I think it's so cool to see what everyone does and how they found the podcast. ⁓ and I, know, Nathan, you can give me your thoughts on this, but like, think we have the seeds of something really cool here going because I think finding quality software engineering discussion can be challenging. kind of your Twitter is just going to be full of hot takes. LinkedIn is full of maniacs. ⁓ the, ⁓ Reddit, sometimes you can have good stuff and like experienced devs, but

Lately, it's all just been like AI doom and gloom. And so I think having a forum that is full of other engaged software engineers. And if you're a software engineer listening to this podcast, I think you're probably pretty engaged in, ⁓ bettering your career. Like I think there's something really special going on. What's your, you have the same feeling, Nathan?

Nathan Toups (01:53)

Yeah, I've been pleasantly surprised at how cordial and civil and nice. And I mean, I don't want to toot my own horn, because I think you're out of control. ⁓ But I think it's a lot of the tone and temperament of this podcast. who've enjoyed the podcast and have decided to get on the Discord, that's a subset, if you think of it in a funnel. ⁓

Carter Morgan (02:00)

Yeah, yeah.

Except for me.

Yeah, right.

Nathan Toups (02:21)

They've been great. It's just been really nice to have these pleasant conversations. And ⁓ so maybe it's because we've cultivated a culture around that. think if you're attracted to the tone of how we talk about long form topics, or if we have a culture of wanting to help each other out, that's really what I'm seeing in the Discord. We have a career section or job search, and we have a general section. We've been actually...

Carter Morgan (02:40)

Rhyme.

Nathan Toups (02:48)

If you come join the Discord and you have an idea for a new channel, I've just been like spinning it up. like, well, some of them are active and some of them are kind of a ghost town. We're just experimenting. And so if you want to be part of that, please come join.

Carter Morgan (02:53)

Yeah.

Yeah. So I think, for anyone who's kind of felt like. I wish I had a community. wish I, you know, a tribe, ⁓ you know, ⁓ I saw it had mentioned in the channel. Like I, I, I listened to the podcast because I want to improve my career and I feel like I don't get kind of the quality of technical discussion at work. And, and so the podcast has been really helpful for that. Well, come join the discord because you're going to find lots of other people like you. ⁓ so I know, ⁓ that's, that's one, another plug for the discord. I made sure to give it extra time today, just cause I've been having a ton of fun with it. ⁓

But you should also check out our interview with Austin McDonald, which should be live when you are listening to this. What a cool guy. ⁓ he's the author of mastering behavioral interviews.
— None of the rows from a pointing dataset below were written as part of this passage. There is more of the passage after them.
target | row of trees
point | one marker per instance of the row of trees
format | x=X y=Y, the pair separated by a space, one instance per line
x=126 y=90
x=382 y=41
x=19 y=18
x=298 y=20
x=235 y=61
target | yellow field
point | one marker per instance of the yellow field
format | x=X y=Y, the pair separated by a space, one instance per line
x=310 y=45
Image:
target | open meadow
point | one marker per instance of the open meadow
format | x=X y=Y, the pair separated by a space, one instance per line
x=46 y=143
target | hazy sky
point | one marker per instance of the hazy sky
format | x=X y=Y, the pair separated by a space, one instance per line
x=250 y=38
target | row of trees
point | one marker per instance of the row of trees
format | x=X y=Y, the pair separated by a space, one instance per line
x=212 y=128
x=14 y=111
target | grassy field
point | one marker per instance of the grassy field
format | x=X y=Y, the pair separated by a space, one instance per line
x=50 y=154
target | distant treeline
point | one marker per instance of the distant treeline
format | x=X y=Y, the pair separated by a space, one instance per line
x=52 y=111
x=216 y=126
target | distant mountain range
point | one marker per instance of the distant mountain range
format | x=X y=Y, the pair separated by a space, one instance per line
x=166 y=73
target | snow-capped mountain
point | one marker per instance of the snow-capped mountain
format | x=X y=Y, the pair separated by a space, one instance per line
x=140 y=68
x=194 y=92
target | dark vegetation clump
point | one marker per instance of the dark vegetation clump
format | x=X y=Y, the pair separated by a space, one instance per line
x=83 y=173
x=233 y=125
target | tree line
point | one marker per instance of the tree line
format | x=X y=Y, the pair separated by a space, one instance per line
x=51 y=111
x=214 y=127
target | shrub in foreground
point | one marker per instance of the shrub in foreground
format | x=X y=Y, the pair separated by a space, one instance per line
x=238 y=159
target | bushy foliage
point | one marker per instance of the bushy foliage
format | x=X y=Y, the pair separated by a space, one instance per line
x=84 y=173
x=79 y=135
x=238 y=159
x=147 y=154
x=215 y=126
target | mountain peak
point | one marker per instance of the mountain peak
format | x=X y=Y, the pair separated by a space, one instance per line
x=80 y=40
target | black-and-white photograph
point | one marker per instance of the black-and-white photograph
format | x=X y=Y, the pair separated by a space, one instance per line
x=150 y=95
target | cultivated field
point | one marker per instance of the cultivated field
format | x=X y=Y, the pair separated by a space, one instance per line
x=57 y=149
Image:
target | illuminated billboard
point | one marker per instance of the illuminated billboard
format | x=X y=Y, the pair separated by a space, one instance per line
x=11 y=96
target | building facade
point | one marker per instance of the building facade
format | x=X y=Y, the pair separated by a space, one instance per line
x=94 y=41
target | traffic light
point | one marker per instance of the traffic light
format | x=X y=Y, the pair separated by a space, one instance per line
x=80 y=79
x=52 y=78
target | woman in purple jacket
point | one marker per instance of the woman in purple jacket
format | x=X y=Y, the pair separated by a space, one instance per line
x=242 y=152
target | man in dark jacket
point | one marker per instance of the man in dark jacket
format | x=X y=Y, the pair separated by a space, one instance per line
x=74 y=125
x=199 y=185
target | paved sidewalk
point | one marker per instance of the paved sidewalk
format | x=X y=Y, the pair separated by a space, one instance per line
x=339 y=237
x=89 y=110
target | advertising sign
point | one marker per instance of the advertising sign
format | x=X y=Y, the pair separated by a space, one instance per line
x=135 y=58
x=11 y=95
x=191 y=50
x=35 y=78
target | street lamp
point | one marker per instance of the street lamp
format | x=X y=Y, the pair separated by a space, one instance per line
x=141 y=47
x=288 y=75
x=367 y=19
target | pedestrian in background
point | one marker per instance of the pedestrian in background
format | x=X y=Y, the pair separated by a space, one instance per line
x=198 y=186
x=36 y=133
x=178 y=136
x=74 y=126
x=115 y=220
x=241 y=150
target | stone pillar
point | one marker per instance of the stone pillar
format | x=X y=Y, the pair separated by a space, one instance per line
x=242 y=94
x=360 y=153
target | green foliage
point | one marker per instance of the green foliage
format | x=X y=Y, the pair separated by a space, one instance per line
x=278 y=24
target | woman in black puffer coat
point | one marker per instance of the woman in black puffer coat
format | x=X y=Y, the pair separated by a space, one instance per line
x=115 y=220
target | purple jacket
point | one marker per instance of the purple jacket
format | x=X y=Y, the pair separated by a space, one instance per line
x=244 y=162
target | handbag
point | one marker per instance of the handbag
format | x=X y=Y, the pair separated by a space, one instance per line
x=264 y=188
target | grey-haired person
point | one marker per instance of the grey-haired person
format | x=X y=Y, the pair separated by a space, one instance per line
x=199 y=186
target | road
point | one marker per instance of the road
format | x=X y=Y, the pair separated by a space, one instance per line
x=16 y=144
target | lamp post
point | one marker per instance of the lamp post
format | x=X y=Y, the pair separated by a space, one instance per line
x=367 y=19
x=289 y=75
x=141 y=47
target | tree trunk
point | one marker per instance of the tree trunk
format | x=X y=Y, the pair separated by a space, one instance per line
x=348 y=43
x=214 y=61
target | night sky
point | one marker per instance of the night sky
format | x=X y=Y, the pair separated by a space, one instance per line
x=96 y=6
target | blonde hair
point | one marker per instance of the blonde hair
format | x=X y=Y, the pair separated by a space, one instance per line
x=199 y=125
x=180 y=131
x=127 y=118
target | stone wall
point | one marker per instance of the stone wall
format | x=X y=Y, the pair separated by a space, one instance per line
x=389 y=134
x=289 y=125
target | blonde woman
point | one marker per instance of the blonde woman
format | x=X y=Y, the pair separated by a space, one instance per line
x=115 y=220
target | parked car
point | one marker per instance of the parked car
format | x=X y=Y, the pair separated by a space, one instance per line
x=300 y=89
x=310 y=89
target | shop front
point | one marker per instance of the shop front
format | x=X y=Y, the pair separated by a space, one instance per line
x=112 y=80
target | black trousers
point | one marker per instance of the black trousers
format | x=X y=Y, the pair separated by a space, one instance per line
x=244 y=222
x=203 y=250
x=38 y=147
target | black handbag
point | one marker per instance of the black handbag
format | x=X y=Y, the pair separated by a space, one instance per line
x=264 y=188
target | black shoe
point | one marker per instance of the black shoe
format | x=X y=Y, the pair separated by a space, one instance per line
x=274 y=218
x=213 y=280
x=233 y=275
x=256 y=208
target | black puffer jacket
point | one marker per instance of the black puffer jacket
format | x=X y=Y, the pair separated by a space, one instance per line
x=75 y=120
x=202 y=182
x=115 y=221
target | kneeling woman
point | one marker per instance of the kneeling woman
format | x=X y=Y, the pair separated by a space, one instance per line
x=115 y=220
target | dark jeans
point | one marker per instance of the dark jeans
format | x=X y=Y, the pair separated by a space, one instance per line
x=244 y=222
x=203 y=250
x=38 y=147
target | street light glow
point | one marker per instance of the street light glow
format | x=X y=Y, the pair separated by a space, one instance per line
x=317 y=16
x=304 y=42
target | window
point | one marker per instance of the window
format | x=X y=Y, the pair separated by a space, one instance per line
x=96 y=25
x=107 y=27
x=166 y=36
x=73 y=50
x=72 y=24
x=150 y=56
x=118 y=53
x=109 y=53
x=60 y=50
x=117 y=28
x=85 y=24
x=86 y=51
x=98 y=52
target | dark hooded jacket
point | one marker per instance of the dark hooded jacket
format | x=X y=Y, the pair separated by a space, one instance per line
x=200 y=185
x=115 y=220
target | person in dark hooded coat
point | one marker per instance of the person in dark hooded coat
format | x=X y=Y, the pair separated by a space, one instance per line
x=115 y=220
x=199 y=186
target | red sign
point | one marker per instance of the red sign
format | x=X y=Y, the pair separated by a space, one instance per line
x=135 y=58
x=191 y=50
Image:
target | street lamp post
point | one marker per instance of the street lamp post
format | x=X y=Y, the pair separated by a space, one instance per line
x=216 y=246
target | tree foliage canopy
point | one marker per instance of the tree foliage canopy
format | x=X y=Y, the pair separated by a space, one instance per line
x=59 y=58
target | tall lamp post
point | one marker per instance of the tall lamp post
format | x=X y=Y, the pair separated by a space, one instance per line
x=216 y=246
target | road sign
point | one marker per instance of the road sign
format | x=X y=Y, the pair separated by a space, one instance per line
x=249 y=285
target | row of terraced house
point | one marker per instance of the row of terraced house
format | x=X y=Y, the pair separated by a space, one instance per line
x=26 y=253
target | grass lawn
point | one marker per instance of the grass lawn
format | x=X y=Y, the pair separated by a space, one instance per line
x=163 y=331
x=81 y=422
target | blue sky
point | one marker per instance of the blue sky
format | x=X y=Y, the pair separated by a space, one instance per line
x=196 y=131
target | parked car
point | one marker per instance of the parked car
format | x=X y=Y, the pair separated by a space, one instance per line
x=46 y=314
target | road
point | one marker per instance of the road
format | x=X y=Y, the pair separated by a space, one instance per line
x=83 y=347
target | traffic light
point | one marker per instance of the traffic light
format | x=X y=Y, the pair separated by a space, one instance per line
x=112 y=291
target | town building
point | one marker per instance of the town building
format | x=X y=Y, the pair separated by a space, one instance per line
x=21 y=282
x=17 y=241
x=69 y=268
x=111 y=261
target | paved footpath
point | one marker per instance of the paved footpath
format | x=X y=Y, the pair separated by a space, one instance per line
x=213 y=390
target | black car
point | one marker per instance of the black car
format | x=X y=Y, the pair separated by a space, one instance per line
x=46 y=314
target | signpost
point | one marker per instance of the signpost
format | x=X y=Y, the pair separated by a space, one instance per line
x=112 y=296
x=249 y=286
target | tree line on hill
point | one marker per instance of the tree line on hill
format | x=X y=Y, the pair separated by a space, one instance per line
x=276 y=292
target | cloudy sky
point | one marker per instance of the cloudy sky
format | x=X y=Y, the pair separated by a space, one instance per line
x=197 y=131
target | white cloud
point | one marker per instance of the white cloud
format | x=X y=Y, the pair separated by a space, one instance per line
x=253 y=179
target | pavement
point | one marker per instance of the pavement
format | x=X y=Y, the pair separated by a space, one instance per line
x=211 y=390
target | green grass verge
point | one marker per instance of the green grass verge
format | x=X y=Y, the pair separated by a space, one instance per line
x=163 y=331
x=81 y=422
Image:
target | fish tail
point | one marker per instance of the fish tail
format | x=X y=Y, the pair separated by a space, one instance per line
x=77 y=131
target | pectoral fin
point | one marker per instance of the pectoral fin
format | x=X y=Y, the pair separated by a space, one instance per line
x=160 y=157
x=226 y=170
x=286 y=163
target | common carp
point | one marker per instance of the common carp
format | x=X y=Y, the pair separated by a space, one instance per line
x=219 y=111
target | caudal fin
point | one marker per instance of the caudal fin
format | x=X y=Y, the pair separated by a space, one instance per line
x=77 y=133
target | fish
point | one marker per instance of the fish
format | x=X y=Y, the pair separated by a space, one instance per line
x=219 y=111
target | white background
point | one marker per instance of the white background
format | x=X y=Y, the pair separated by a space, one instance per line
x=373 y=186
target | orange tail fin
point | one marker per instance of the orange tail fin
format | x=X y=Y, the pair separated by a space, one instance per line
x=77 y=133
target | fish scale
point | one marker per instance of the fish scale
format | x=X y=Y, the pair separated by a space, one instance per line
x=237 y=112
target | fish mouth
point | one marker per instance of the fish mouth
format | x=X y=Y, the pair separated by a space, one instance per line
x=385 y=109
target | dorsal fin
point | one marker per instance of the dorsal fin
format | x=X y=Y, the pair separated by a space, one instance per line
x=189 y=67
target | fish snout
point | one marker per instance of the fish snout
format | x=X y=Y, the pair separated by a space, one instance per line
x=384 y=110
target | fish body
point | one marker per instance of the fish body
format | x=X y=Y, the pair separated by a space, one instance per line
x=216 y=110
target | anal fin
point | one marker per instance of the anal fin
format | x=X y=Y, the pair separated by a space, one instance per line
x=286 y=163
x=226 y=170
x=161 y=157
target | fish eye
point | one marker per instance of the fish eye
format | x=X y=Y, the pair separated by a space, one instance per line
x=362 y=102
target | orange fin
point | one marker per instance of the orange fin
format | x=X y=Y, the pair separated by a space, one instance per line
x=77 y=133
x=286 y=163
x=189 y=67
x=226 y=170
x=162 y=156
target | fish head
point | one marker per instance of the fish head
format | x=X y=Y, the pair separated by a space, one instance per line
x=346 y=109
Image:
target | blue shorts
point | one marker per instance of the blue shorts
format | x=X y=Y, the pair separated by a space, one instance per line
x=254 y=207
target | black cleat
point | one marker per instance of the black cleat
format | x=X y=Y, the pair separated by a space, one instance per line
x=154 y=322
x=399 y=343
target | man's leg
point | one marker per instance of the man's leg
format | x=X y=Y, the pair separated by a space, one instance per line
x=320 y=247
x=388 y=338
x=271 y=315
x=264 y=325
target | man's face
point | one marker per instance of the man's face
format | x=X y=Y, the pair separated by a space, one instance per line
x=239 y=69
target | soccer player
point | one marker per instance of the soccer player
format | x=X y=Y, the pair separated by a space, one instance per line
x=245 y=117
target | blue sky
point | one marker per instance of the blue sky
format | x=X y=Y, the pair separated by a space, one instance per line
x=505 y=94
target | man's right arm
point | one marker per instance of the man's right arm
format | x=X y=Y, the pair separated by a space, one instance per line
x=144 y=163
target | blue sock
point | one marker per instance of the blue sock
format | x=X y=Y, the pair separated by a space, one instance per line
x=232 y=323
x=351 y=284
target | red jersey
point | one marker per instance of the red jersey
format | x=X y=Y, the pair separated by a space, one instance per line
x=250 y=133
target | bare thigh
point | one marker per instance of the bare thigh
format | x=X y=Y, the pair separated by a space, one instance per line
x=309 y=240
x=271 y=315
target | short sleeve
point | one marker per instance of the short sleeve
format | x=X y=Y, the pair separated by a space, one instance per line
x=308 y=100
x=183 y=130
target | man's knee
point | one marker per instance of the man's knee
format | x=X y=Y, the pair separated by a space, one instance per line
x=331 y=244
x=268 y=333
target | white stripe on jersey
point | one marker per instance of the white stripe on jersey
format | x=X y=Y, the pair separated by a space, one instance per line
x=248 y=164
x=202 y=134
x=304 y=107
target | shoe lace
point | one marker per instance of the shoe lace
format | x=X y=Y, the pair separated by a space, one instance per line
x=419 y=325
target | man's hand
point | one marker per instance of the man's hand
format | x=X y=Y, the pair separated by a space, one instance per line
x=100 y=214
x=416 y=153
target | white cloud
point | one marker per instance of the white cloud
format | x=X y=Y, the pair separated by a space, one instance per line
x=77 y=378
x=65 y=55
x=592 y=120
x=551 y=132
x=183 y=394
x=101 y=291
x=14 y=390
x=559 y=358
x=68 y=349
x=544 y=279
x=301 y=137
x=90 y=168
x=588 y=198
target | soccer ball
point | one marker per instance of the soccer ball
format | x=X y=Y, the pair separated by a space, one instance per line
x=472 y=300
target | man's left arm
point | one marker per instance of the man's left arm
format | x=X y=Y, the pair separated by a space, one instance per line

He's someone who we had known was going to come on the podcast. And so I've been really looking forward to it. ⁓ yeah. And we've talked about on this podcast before, like, how have we done this for almost two years and never had an episode discuss it or devoted to the behavioral interviews. So not only did we get to read the book, we got to interview Austin, which was super cool.

Nathan Toups (03:59)

Yeah. And I'll tell you, yes, you might want to pick this book up if you're in the job search or maybe you've had some frustrations with, ⁓ you fine-tuned your behavioral interview strategy well enough? And I would argue you probably haven't, especially after reading this book. I'm a big believer that there's more tuning that you can do. But this book's also generally applicable to other aspects of like,

learning how to tell a good story about your journey in your career, whether this is like, you know, part of your annual review process or just kind of understanding how to stick up for yourself at work. And we talk about this in the discussion. Right. So I think if you're just you're kind of on the fence of is this useful to me? Austin has just such a great perspective. He's got a great ⁓ presence on on video and audio as well. And I don't know, it was was one of my one of the highlights of interviews that we've had for sure.

Carter Morgan (04:54)

Yeah. Well, really, really cool guy. ⁓ yeah. So check that out. And when you get into the meat of today, which is designing data intensive applications by Martin Kleppman, this is our long, long journey. ⁓ this is episode three of four. I think we know it's going to be four now, right? Nathan.

Nathan Toups (05:13)

We're locked in, there's two chapters left. They're hefty, but there's two chapters left after this.

Carter Morgan (05:16)

Great, hefty chapters.

Okay, great. ⁓ So this is part three of four. What was this week? This was chapters eight, nine, and 10, right? Does that sound right?

Nathan Toups (05:29)

Yeah, do we ⁓

before? Yep, it's at chapters eight, nine, ten. We're rounding out part two and we're getting started on part three. There's only three parts in the book. ⁓ These get hefty before we dive in. Do we want to do the author and book introduction?

Carter Morgan (05:32)

Yeah.

Yeah, let's, let's

do the author and book introduction. Um, for anyone who's tuning in for the first time or just needs a reminder. So this is written by Martin Kleppman, who is an associate professor at the University of Cambridge, where he works on distributed systems and local first collaboration software. Before academia, he was in the trenches. He co-founded Reportive, which was acquired by LinkedIn in 2012. Where he works on large scale data infrastructure. He's also one of the people behind AutoMerge, an open source library for building collaborative applications. And the book introduction is.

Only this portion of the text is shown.